In his book, Newberger suggests an academic model with four levels regarding parental awareness in raising children. The work describes the four levels as:
·"Me First"the parent views the child's needs from their own adult perspective and requirements.
· "Follow the Rules"the parent applies firmly established practices to raising the child.
· "We Are Individuals"the parent allows for the child's own individual needs and potentiality.
· "Living and Growing Together"the parent recognizes a mutual and reciprocal relationship with the child.
Newberger has collected rich anecdotal evidence to support the vague theoretical underpinnings by interviewing a wide variety of boys of different ages and in different situations. Herein lies the strength of the book and his talk: Newberger has the rare ability to appreciate, and learn from the diverse experiences and perspectives of others.
The unfinished symphony
The body of Newberger's book addresses various phases in a boy's life. Parents will find many topics of interest, such as male connection and emotion, discipline and punishment, teasing and bullying, and enabling. The subjects are discussed well, and the studies and statistics support the text. Some of his more interesting findings include: boys are punished more severely than girls; ritalin is over-prescribed to boys and does not solve underlying problems; athletics can corrode development.

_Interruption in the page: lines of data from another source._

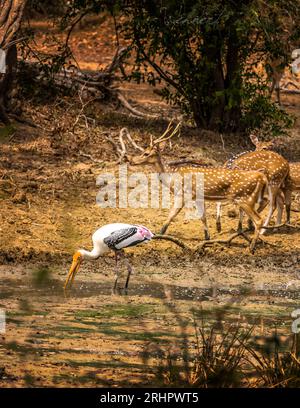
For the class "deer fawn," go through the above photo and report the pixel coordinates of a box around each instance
[129,125,268,251]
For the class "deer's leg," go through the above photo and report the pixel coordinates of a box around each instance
[237,208,244,233]
[276,191,285,224]
[160,207,182,234]
[113,251,120,293]
[260,186,278,234]
[239,202,262,253]
[216,202,222,232]
[282,187,292,224]
[201,203,210,241]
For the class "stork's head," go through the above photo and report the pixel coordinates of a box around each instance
[64,251,83,290]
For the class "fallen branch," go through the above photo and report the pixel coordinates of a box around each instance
[79,150,104,164]
[261,223,300,230]
[152,234,194,252]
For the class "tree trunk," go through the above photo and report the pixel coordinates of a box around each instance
[0,0,26,124]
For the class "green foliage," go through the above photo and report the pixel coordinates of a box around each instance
[123,0,299,133]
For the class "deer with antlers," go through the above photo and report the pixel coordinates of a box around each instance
[128,124,268,251]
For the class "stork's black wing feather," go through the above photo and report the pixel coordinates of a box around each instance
[103,227,138,249]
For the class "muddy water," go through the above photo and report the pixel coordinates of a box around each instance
[0,266,300,387]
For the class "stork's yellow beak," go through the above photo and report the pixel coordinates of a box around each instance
[64,252,82,290]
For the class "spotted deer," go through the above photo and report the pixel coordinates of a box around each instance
[129,125,268,251]
[279,162,300,224]
[216,134,282,232]
[224,137,291,233]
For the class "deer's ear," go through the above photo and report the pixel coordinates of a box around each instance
[250,135,258,146]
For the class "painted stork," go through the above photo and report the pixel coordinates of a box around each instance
[64,223,153,291]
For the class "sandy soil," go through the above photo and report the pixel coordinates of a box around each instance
[0,14,300,387]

The author expressed surprise that more people had not taken issue with his stand on sports. He condemned the violations that star athletes are allowed to make by our schools and colleges. He proposed that athletes in violation of moral codes should not be allowed to participate in sports.
Some community members appear to support his view on athletics. Parents of athletes at the Concord-Carlisle High School had complained in the past about the school's athletic policy: students who were planning to be away during a school vacation were discouraged from trying out for a team. New superintendent Edward Mavragis recently overturned that policy. As a result, some members of the high school coaching staff have resigned.

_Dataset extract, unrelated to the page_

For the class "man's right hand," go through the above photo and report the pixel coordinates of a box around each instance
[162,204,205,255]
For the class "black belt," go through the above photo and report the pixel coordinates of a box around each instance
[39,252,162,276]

Several Carlisle residents were on hand to listen to the talk and enjoy the music. Colleen Walsh, mother of Conor, age 7, and Ryan, age 4, was particularly concerned about the topic of violence. "I'm concerned with all the violent media available," said Walsh, citing video games, TV programs, and the Internet. She said that she can control these influences at home, but realizes that she cannot shield her boys for their whole lives. She appreciated Newberger's notion that "certain kids are more vulnerable to violence." She felt empowered by the understanding that boys have to make choices, and parents can affect those decisions by teaching them sound values.
In the end, though, parents have to be able to forgive their sons if they make mistakes. According to Newberger, it is always better to guide a boy rationally towards making a better decision instead of reacting with corporal punishment.